One US group trying to do this, in a way that seeks to move our own government leaders toward a just Holy Land outcome, is Churches for Middle East Peace. I’m honored to serve as its volunteer coordinator in Minnesota. A coalition of 22 Catholic, Orthodox and Protestant agencies, CMEP addresses the federal policy agenda on the quest for Israeli/Palestinian peace. What do we advocate? Basically what’s been outlined for decades in the visions of international conferees and by peace parties in both Israel and Palestine:

• Two independent states defined by borders akin to the 1967 Green Line, with some land swaps that are mutually agreed to.
• Jerusalem shared as city in which both peoples live and as capital for both.
• Just compensation to refugees from the 1948-49 conflict.

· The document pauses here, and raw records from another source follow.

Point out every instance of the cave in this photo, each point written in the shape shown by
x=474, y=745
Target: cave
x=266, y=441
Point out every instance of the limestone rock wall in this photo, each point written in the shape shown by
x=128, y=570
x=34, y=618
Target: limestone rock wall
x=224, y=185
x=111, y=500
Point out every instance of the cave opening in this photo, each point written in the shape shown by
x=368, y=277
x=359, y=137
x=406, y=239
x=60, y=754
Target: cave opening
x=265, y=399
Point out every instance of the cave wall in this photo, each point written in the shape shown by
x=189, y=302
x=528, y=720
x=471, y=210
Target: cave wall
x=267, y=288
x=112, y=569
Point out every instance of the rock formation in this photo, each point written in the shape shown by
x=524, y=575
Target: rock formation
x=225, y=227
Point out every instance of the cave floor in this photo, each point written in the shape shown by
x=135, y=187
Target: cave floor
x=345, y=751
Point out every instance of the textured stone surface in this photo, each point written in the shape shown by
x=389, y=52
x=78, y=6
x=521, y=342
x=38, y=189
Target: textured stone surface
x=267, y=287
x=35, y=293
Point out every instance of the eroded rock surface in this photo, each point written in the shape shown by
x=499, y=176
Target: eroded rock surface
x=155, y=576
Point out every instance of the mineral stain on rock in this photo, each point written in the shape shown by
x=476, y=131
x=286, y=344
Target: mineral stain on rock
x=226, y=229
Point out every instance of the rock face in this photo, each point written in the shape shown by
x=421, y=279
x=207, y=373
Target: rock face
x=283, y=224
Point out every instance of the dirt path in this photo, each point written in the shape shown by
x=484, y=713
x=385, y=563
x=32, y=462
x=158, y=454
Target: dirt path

This represents a 3rd way for US Christian relating to Israel/Palestine: neither silence nor Christian Zionist but active political advocacy for a peace with justice. In MN, it means lobbying with our Congresspersons, providing speakers for local church and other venues, and joining with other groups sharing a Holy Land peace agenda, such as Brit Tzedek v’Shalom, Tikkun’s Network of Spiritual Progressives, and the Coalition for Palestinian Rights.

What CMEP pursues is based largely on what we hear from fellow Christians in the Holy Land, who believe they have a distinctive vocation from God in the present conflict. They see themselves as a buffer between the majority Jewish population of Israel and the majority Muslim population among Palestinians. They see themselves as hope-bringers to a situation that seems hopeless. They talk about the centrality of forgiveness in their understanding of God’s way with humans and our relationships with one another, noting that there’ll be much to be forgiven as part of any peaceful resolution of the conflict. These indigenous Christians hear God calling them to a vocation that has two goals-to be hope-givers and to be reconcilers.

What are Holy Land Christians saying to us? First, they emphatically say, “We ask that you be neither pro-Palestinian nor pro-Israeli-but pro-justice, pro-peace.” That is echoed in these words from “Jerusalem Declaration on Christian Zionism,” issued by church leaders in August 2006. With their words I will conclude.

“We reject the contemporary alliance of Christian Zionist leaders with elements in the governments of Israel and the United States that are presently imposing their unilateral pre-emptive borders and domination over Palestine. With urgency we warn that Christian Zionism and its alliances are justifying colonization, apartheid, and empire-building.

“We affirm that Israelis and Palestinians are capable of living together within peace, justice, and security.

“The demands of justice will not disappear. The struggle for justice must be pursued diligently and persistently, but nonviolently. As the prophet Micah says, ‘What does the Lord require of you? To act justly, to love mercy, and to walk humbly with your God.’ ”

Chuck Lutz is a coordinator of Churches for Middle East Peace and co-author of Christians and a Land Called Holy: How We Can Foster Justice, Peace, and Hope (Fortress Press, 2006). He gave this talk at an event on Dec 2nd, at the University of St. Thomas, “Healing Wounds and Building Bridges: Interfaith Dialogue on Peace in the Holy Land.”